Karsu, kapı kapı dolaşıp topladığı enstrümanların hikâyesini, “Herhangi bir müzik evinden gidip bu müzik aletlerini satın alabilirdik. Ama ben biliyorum ki, dünyada birçok insanın müzik aleti var ve bunları artık kullanmıyor. Dedim ki, ‘Biz bu enstrümanları toplasak mı?’ Bunun üzerine sosyal medyada bir duyuru yaptık ve bu duyuru üzerine onlarca dönüş aldık. Gitar, piyano, saz, kemençe, klarnet gibi onlarca enstrüman topladık. Şu an 123 enstrüman var ve enstrümanların büyük bir çoğunluğu daha önce kullanılmış enstrümanlar. Her enstrümanın ayrı bir hikâyesi var. Bağışlanan darbukalardan biri Türkiye’den gelen biri tarafından bağışlandı. Darbukanın sahibi Orhan Gencebay, Zeki Müren, Sibel Can gibi isimlerle çalmış. Şimdi hayatta değil. Kızı bize ulaştı ve bağışlamak istediğini söyledi. Bağışlanan udlardan birinin sahibi de yine bir Türk. Kendisi bize ulaştı ve şu an da kanser tedavisi görüyor. Sağlık problemleri nedeniyle artık çalamadığını söyledi. ‘Ben artık bunu size teslim etmek istiyorum’ dedi. Sonra bir keman var. O kemanla da Hollandalı bir adam yıllar önce eşine evlilik teklifi etmiş. Yıllardır saklanmış ve bugün o keman müzik evimizde” sözleriyle anlatıyor.

Haberin Devamı

“Asıl dayanışma şimdi lazım bu insanlara”

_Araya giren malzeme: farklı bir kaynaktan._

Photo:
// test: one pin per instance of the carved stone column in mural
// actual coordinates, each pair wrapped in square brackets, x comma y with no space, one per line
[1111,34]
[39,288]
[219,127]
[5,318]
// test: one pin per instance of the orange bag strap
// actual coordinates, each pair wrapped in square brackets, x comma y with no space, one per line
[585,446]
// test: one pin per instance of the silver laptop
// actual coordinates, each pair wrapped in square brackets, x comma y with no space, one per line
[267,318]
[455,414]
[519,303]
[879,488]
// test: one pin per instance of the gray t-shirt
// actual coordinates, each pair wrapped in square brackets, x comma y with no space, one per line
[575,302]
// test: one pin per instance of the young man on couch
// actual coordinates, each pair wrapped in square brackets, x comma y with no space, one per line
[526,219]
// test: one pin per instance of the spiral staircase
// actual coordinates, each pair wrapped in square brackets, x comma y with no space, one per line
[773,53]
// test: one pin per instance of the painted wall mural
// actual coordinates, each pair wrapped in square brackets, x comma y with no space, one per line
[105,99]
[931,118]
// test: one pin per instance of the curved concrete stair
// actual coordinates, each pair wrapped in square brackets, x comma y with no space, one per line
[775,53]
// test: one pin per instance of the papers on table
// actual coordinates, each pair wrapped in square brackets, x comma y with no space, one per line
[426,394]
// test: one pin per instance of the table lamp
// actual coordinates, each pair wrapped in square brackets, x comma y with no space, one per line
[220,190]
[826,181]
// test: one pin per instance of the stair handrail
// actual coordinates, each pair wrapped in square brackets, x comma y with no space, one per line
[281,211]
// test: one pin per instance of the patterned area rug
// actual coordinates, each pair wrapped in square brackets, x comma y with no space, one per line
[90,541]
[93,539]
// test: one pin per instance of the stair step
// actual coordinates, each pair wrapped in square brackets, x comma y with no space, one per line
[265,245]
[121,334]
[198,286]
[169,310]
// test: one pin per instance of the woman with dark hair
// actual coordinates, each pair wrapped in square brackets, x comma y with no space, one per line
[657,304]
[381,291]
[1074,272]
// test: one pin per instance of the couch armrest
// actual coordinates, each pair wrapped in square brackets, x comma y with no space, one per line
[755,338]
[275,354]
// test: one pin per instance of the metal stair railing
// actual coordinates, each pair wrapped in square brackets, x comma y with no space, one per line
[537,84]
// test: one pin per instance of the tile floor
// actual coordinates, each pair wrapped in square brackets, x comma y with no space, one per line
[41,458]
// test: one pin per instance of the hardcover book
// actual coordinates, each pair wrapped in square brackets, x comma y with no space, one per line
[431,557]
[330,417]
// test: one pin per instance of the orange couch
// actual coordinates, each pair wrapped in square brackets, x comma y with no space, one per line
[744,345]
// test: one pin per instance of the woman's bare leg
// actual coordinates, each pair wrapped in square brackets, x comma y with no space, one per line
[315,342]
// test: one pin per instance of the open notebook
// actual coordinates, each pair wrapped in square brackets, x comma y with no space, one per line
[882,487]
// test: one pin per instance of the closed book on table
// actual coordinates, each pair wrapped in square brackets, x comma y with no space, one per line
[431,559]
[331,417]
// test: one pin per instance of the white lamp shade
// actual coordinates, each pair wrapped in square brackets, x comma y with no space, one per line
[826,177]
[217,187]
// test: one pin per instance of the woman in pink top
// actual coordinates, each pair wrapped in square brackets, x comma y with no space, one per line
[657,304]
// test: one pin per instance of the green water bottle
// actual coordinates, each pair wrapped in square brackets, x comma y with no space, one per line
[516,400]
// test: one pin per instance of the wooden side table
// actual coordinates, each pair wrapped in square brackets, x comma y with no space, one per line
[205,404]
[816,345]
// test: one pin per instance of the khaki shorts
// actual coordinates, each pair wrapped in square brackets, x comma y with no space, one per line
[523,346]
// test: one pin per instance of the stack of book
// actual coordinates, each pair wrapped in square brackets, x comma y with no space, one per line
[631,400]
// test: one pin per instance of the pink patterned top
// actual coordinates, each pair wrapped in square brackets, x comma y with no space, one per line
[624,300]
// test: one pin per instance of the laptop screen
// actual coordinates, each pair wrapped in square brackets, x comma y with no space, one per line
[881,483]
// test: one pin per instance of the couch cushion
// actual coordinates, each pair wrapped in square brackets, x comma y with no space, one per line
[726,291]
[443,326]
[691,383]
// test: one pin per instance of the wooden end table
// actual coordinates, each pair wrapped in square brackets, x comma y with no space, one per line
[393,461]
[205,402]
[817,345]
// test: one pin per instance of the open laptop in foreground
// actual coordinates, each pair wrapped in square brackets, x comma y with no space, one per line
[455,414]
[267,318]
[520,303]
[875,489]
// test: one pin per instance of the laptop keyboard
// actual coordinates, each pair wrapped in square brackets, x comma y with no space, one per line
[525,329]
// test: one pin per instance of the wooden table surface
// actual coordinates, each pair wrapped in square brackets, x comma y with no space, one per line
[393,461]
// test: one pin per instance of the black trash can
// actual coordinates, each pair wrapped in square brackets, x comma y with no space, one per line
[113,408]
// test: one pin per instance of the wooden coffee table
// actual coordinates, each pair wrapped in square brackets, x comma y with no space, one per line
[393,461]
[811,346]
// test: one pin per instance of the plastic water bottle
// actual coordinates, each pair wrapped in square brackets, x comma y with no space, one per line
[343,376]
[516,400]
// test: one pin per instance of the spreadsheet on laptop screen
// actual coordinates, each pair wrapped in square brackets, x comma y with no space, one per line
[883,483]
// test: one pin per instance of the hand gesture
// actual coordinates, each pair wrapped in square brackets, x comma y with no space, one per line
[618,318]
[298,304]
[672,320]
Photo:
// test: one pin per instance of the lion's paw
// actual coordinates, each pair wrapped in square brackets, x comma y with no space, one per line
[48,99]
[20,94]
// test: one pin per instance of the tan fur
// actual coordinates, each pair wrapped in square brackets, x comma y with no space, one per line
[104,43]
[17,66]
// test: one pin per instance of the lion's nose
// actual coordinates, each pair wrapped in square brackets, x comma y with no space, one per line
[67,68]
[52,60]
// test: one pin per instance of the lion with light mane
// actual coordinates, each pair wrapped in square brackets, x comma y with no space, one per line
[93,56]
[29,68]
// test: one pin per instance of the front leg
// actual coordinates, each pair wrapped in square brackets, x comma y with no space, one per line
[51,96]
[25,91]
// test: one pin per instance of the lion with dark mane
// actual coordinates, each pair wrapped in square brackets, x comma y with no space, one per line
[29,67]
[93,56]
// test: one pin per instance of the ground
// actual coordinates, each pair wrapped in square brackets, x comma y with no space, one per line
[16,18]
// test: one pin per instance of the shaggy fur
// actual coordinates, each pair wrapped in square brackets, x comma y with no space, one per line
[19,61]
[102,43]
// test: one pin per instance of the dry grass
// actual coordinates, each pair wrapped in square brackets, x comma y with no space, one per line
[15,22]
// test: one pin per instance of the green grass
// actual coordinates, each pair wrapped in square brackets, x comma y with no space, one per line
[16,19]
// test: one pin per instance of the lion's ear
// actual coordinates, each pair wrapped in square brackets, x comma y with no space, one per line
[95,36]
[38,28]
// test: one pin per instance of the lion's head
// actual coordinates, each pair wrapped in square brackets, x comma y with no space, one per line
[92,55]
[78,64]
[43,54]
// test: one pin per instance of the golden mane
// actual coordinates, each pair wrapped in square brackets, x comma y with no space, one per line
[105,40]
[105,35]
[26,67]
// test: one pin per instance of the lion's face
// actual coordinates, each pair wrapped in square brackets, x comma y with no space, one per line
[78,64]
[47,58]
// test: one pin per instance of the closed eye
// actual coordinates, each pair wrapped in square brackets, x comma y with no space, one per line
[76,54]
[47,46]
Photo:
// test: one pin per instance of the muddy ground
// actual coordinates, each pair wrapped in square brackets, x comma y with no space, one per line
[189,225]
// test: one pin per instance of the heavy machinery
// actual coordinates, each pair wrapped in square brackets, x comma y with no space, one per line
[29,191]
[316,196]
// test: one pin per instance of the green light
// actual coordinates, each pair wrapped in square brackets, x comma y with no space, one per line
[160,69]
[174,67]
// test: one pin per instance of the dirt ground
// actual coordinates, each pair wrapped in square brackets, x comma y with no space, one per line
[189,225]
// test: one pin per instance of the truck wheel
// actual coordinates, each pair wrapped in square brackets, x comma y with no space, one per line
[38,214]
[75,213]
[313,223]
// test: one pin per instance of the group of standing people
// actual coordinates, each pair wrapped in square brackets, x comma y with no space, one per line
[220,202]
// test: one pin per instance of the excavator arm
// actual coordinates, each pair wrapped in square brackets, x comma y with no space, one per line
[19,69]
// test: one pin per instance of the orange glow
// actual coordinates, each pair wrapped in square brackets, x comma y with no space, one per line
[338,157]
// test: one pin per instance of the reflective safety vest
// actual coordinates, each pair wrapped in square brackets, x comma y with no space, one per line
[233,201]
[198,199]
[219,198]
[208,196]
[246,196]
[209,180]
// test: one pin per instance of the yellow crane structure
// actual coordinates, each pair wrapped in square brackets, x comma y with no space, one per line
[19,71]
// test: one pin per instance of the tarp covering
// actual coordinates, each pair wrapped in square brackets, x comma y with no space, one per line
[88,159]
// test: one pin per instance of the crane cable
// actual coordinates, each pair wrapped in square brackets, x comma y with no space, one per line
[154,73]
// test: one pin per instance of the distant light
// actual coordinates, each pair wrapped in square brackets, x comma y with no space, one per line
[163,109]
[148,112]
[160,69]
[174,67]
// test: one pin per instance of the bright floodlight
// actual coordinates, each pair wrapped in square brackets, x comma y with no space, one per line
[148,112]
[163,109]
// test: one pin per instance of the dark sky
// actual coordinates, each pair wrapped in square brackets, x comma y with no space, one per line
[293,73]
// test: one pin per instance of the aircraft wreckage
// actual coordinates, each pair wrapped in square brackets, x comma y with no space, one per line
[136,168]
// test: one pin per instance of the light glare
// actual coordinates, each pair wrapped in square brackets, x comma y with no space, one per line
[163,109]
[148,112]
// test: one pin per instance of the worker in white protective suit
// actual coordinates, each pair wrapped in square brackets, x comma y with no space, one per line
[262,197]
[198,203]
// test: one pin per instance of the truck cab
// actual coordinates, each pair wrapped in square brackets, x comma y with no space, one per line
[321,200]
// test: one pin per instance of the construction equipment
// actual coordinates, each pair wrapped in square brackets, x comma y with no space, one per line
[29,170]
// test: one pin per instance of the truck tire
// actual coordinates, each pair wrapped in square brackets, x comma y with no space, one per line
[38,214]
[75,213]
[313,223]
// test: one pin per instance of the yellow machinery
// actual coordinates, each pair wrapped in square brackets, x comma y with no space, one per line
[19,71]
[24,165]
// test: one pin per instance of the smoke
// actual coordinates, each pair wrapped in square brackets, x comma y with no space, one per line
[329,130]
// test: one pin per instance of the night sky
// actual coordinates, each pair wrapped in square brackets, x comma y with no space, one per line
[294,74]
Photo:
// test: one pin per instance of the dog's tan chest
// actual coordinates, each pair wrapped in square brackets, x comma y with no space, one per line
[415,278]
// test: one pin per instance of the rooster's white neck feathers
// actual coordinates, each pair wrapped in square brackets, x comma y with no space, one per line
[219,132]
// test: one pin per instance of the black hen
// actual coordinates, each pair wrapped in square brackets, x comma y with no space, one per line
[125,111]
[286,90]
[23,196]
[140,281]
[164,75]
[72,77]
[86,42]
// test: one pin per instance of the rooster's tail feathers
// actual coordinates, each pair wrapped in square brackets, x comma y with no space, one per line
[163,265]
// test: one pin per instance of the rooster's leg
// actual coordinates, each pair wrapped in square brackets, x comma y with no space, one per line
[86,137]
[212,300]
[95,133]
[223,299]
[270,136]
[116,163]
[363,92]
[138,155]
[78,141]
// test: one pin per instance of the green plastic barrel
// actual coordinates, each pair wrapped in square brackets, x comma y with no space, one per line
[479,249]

Kısa bir süre önce bölgeyi yeniden gezdiğini ve bölgeye daha fazla yardım yapılması gerektiğini söyleyen Karsu, “Gezdiğim her yerde gördüğüm şey, insanların travmaları hâlâ taze duruyor. Öyle hikâyeler var ki, dinlediğimde yüreğime kocaman bir ağırlık çöküyor. Tüm bunları görüp dinlediğimde, ‘Keşke daha fazla imkânım olsa ve daha fazla insanın elinden tutsam’ diyorum. Ben buradan, iş insanlarına CEO’lara şirketlere sesleniyorum, ‘Lütfen deprem bölgelerine gelin ve bu deprem bölgelerini yerinde kendiniz görün.’ Gezdikçe, dinledikçe nerede, neye ihtiyaç olduğunu görecekler. Asıl dayanışma şimdi lazım bu insanlara. Çünkü bu insanların 5 yıl konteyner kentte kalacakları söyleniyor. Bu konteyner kentlerde özel alanları ve sosyal alanları yok. Bu insanların el birliği ve dayanışma ile en kısa sürede normal hayatlarına dönmelerini sağlamalıyız. Bunu da birlikte başarabiliriz. Lütfen gelin görün ve bu insanların yaralarını hep beraber saralım” diyor. 

Haberin Devamı

“Her enstrümanın ayrı bir hikâyesi var”

“Köprü olmak mutlu ediyor”

Yardım verenlerle yardım alanlar arasında köprü olduğunu söyleyen Karsu, “Birilerinden alıp, birilerine veriyorum. Bu da beni inanılmaz mutlu ediyor. Burada bize en büyük desteği verenler arasında Hollandalılar var. Buradaki insanlara inanılmaz sevgi yolluyorlar, her defasında buradaki insanları unutmadıklarını söylüyorlar. Ve şunu söylüyor, ‘Unutmuyoruz, seviyoruz, sevgi yolluyoruz...” diyor. Karsu Vakfı’nın depremle ilgili farklı projelerinin de olduğunu anlatan Karsu, “Kuzenlerimle birlikte yürüttüğümüz bir projemiz var ve o proje devam ediyor. Kuzenlerim bölge için şu an depreme dayanıklı ekolojik evler dizayn ediyor. Bu da bizim için önemli bir proje. Elimizden geldiğinde bölgedeki faaliyetlerimizi sürdürmeye devam edeceğiz” diyor.